Recent Tutoring Session Reviews
"This session we practiced translation in preparation for his exam this week. As we translated we reviewed many basic and complex grammatical concepts including accusative-infinitive constructions and gerunds. We also continued to practice translation strategies such as working backward from the verb to subject, identifying constructions separable from the main thought, and using the English title/passage preface for context and vocab help. In preparation for his exam/next session, I ask him to memorize all verb forms, the conjugation of the irregular verb sum, and the declensions of the relative and demonstrative pronoun."
"The student translated well. The translation today seemed much harder than yesterday and had a lot of unknown vocabulary. I was not able to see the exercises in the online version which he could see in the printed version, so I was not able to go over that with him, but we went back and picked out examples of "ne" clauses and gerundives from the text and I will bring in some with me to go over tomorrow."
"We reviewed the latest three chapters for the student's test on Monday. We worked on the grammar and irregular forms. Reviewed the many uses of the ablative and dative. Next week we will get introduced to the subjunctive. It may be exciting."
"This session, the student and I finished his assignment, editing what he had already written and adding another two sentences to increase length and include a change of tense. Then, we discussed and outlined his essay, focusing on the thesis statement. He had many details to contribute to this outline and this should make for a very interesting paper. For next time, finish writing the paper and we will edit this together. I am sending along a review sheet with the vocabulary we went over for the assignment."
"Today, the student and I ran through her vocabulary list in preparation for her vocabulary quiz, and discussed mnemonics. We then moved into practicing the grammar from her current chapter, and completed some translations in order to both internalize the new grammatical structures and see some of the vocabulary words in context. Finally, we spent some time reviewing older concepts, namely noun endings."
"It was a great first session. He seems to be a good student and receptive. I will enjoy working with him! We covered the noun cases, the first declension, and the first two conjugations in the present, future, and imperfect. He has some small gaps due to his lack of grammar instruction in Latin 1, but I think he can catch up fast. I also really like the fact that he has been learning Roman history."
"We worked on Latin to English and English to Latin translation using perfect and imperfect verb conjugations."
"Today, we worked on the perfect passive system. We started out working through some practice sentences her teacher had created, where they are given an English sentence along with the necessary Latin vocabulary, and then asked to produce the Latin sentence. The student understood the process well, but had some difficulty coming up with various forms on the spot. Eventually, she wrote out all the declensional patterns, and it turns out she knows most of them well as systems, but had more trouble recalling any given particular form, so I encouraged that she practice that, and we will come back to it in the future. She also didn't remember how the imperfect and future of the verb 'to be' are formed, so we reviewed that, and she also added it to her list of things to study. When we had finished the provided sentences, I had her modify some of them to practice other tenses, or other combinations of person and number. Finally, we finished out the time by doing some more work on recalling individual case forms."

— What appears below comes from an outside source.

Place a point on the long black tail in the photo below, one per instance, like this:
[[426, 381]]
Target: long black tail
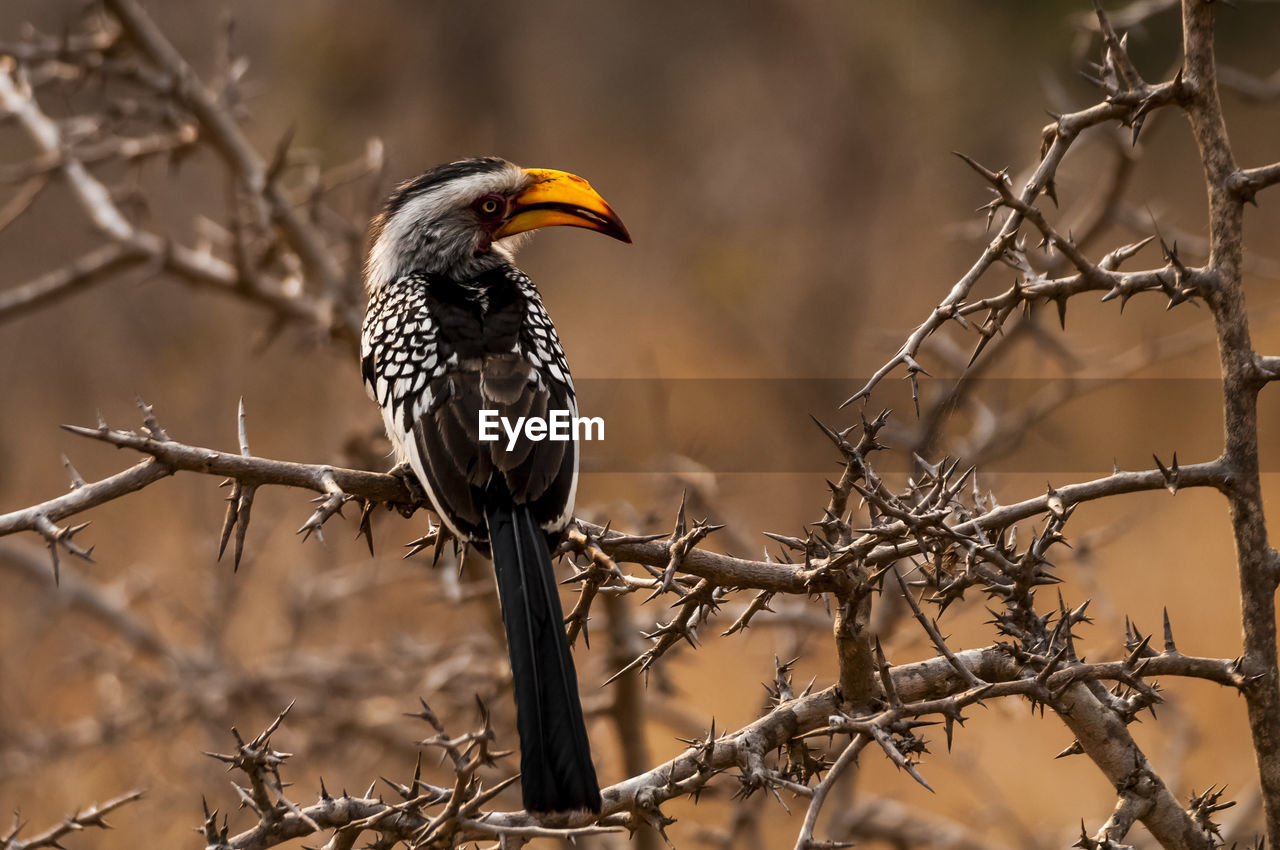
[[554, 754]]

"In our session, both students and I reviewed the present tense conjugation charts for sum and played a memory game. I placed twelve flashcards facedown on the table so that there were three rows and four columns of cards. Each card had either a present tense form of sum or the English translation for a present tense form of sum. We each took turns flipping over two cards. If a player flipped over a form of sum and the English translation of that form, they could keep the pair of flashcards. The player with the most pairs won. Student A was very good at remembering where cards were placed on the table and found a pair all by herself. In the second round of this game, she decided to watch Student B and I play and read out the form needed to make a match from her conjugation chart of sum i.e. when I turned over the flashcard with "they are" written on it, Student A read the corresponding Latin form, sunt, so I knew what flashcard I needed to find to make a match. Next I introduced them to a new subset of Latin body part words. We played Simon Says to practice the new words and review the familiar words. To conclude our session, we briefly reviewed Latin animal names and sounds as they were going to visit the zoo after our session."